Vergi aflarını uygulamaya koyan ülkelerdeki gelişmişlik düzeylerine bakıldığında, birbirinden oldukça farklı gelişmişlik düzeylerindeki ülkelerde farklı amaçlarla vergi aflarının dönemsel olarak uygulandığını görüyoruz. Türkiye gibi gelişmekte olan ülkelerde vergi afları çoğunlukla kamu maliyesinde meydana gelen açığın finansmanına katkı sağlamak maksadıyla yürürlüğe konup, genellikle birkaç yıl sonra yeni bir vergi affı ile devamlı hale gelen bir çeşit “maliye politikası” haline geliyor.
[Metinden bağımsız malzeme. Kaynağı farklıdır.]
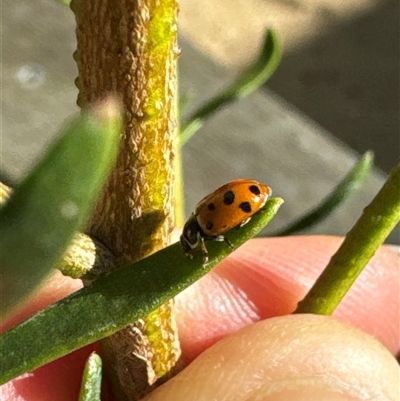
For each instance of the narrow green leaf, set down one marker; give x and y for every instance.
(53, 202)
(91, 379)
(361, 242)
(112, 302)
(249, 81)
(350, 184)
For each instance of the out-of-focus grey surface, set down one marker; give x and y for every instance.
(262, 137)
(347, 79)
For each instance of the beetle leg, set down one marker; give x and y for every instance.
(229, 243)
(204, 250)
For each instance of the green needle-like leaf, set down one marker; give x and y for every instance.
(91, 379)
(350, 184)
(361, 242)
(249, 81)
(112, 302)
(53, 202)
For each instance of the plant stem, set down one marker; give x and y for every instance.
(129, 47)
(362, 241)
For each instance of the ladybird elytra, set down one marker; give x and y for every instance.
(230, 206)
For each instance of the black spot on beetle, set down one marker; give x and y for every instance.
(245, 207)
(254, 189)
(229, 197)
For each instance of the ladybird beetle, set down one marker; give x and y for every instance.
(230, 206)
Vergi afları, vergisini doğru beyan ederek zamanında ödeyen vergi ahlakı yüksek mükelleflerin vergi ödeme motivasyonlarını olumsuz etkileyerek uzun dönemli vergi ahlakı üzerinde negatif bir etki oluşturuyor.
Bununla birlikte, belirli dönemlerde ardı ardına çıkarılan vergi afları süreklilik arz ettikleri sürece önceden tahmin edilebilir bir hal almalarından dolayı vergi mükelleflerinin vergi kanunlarının işaret ettiği kurallar çerçevesindeki uyumları olumsuz etkileniyor. Tüm vergi mükelleflerinin katılımının olduğu bir vergi sisteminde vergi yükü dağılımı da optimal seviyede olacaktır. Süreklilik arz eden vergi afları ile mükelleflerin bir bölümünün kayıt dışında kalmayı tercih edeceklerini düşünürsek vergi yükünün de bu durumdan olumuz etkilenmesi kaçınılmaz olacaktır.
Uzun vadede temennimiz, vergi otoritesinin vergi tahsil kabiliyetini artıracak düzeyde, genişletilmiş bir vergi tabanından türemiş ve toplumsal mutabakatı üst düzeyde kapsamlı bir vergi politikasının siyasi otoritelerin kısa dönemli stratejilerinden bağımsız bir şekilde yürütülmesi adına tedbirlerin alınması olacaktır.